Big Data Analytics for Economic Development

Lecturer : 
Sunandan Chakraborty, New York University
Event type: 
HIIT seminar
Event time: 
2013-11-04 13:15 to 14:00
Aalto University, Computer Science Building, lecture hall T2

The Web is a collection of vast and diverse datasets, like news
articles, user posted articles, (e.g. blogs), social media
(e.g. twitter), images, in addition to different governmental and
non-governmental organization post structured data on their
websites. My research is focused on building a generic big data
analytics engine that can analyze parallel streams of diverse and
noisy datasets from the Web to infer and forecast macroeconomic and
societal indicators leading to a more informed decision-making and
better management of resources and events.  Presently, the main focus
of my work is to extract events and infer spatio-temporal relationship
between events using online news articles and Web media. Such analysis
can help to understand hitherto unseen or unknown correlated
socio-economic phenomenon.
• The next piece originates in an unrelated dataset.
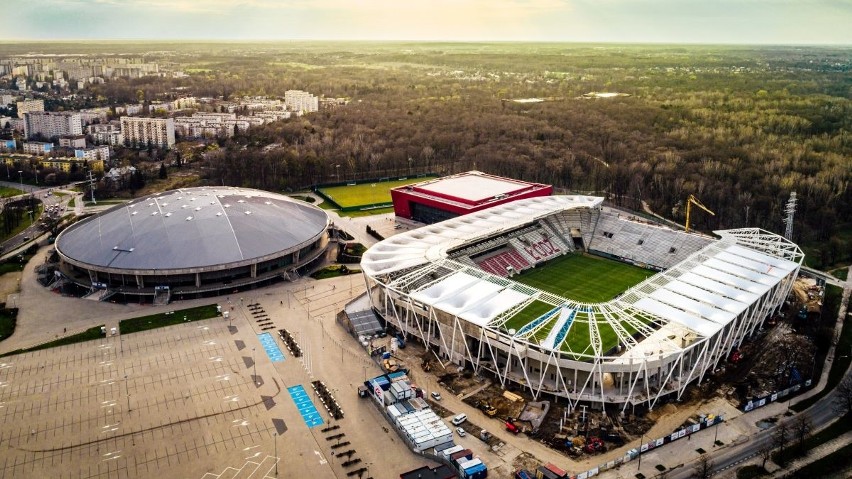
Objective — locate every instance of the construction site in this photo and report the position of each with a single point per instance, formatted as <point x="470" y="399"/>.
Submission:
<point x="780" y="354"/>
For example, is there a relationship
between bad monsoon and rise in food prices?  Our current system can
produce temporal event relationship maps for news articles and we also
have early evidence of temporal causal relationships between events
(e.g., monsoon levels influence dengue intensity).  From temporal
causal dependencies, we aim to learn important events to track for a
given macroeconomic or societal phenomena and use these events to
learn a Bayesian network structure for predicting a location specific
index for any given phenomena.

Sunandan Chakraborty is a PhD candidate with the Computer Science
department of New York University. His research interests include data
mining, information retrieval, web search and computing for development.
He is presently doing an internship in the Microsoft Research Cambridge.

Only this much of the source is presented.